Statistics still confuse me. I’m never clear on whether the odds are good or bad. Since I’m a horse person, people always assume I’m an expert racehorse bettor. I may be able to pick a fast runner, but I have zero clue how the odds work. Is one in three good odds? If yes, good for who—the horse? The bettor? Would this be a safe bet? My inability to understand something that others intuit so easily frustrates me. Staring down at my notepad, covered in doodles and numbers underlined for emphasis, I wonder what it all means. I’m the one in a hundred who miscarried in the second trimester. Usually you want to be the one in a hundred, or a thousand or a million. You’re a winner when you’re the one in a billion who hits the lottery jackpot. Miscarriage odds produce only losers. In theory, my chances of having another loss are only 35 percent, which seems like a low number. But if I could be the 1 percent, 35 seems an easy number to hit.
My eyes are tired from staring at the blue light of the computer screen. The clock on the wall says 11:45 PM. Owen’s been asleep for well over an hour. He tiptoed into my study to kiss me good-night, and I tried to explain the odds to him. In typical Owen fashion, he proclaimed, “Lightning doesn’t strike twice.” He loves stupid phrases like that. Still annoyed from our appointment earlier, I didn’t feel like arguing, even though he’s wrong. In fact, lightning is more likely to strike the same place again, since the same weather patterns are more likely to occur at the same geographical site. Using this logic, my chances of recurrent loss loom even bigger.
I sit a moment longe
r, the laptop warm and whirring on my lap. I should go to bed, but my hand hovers above the keyboard. Fifteen more minutes. Clicking open another link, this one relating to maternal disorders causing late-term loss, I take comfort in the soothing buzz of infinite information purring at my fingertips.
♦ 25 ♦
CLAIRE
After
August 19
SMUG BEST DESCRIBES THE look on my sister’s face as she waltzes into my kitchen, settling herself on a barstool like she owns the place. The air around her sizzles with expectation, and from years of experience, I know she’s itching for me to ask her what’s going on. Rather than telling me why she needed to see me at seven thirty on a Saturday morning, she sent me an ominous text declaring she had news to share.
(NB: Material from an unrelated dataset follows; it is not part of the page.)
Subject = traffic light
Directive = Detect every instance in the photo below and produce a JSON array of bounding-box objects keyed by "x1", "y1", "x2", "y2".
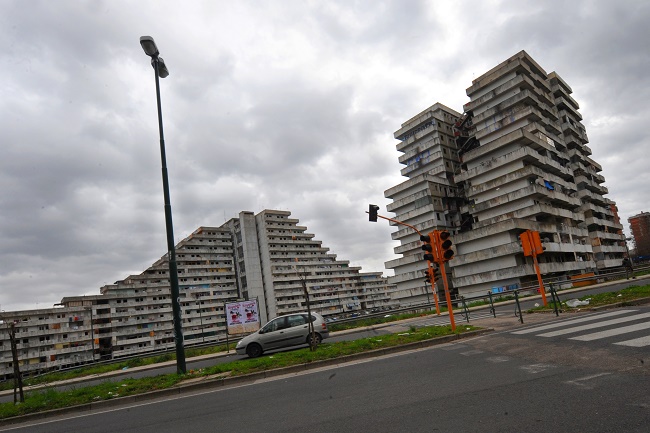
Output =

Always dramatic, she waits for me to beg her to spill the beans. Just for fun I pretend disinterest, choosing to make pancakes instead. I’ve thoroughly enjoyed watching her frustration mount since she arrived. Mixing the batter, I smile to myself, allowing myself a few more moments of sisterly indulgence. Sometimes it’s just too easy.
Looking up from the bowl, I sense her eyeing me. “Chocolate chip or blueberry?” I ask, savoring the little bit of steam I imagine blowing from her ears.
“Blueberry.” Her shoulders sink, and she grabs a banana from the bowl in the center of the island. “So,” she says, letting the word hang in the air, hoping I’ll pick it up and run with it.
I’ve played with her long enough. Exhaustion brings out my evil side, and she’s caught me before my first cup of coffee.
“So, what’s the big news you couldn’t tell me over the phone?” I ask, chuckling at the way she instantly brightens.
“Remember how I told you my doctor was running some tests?”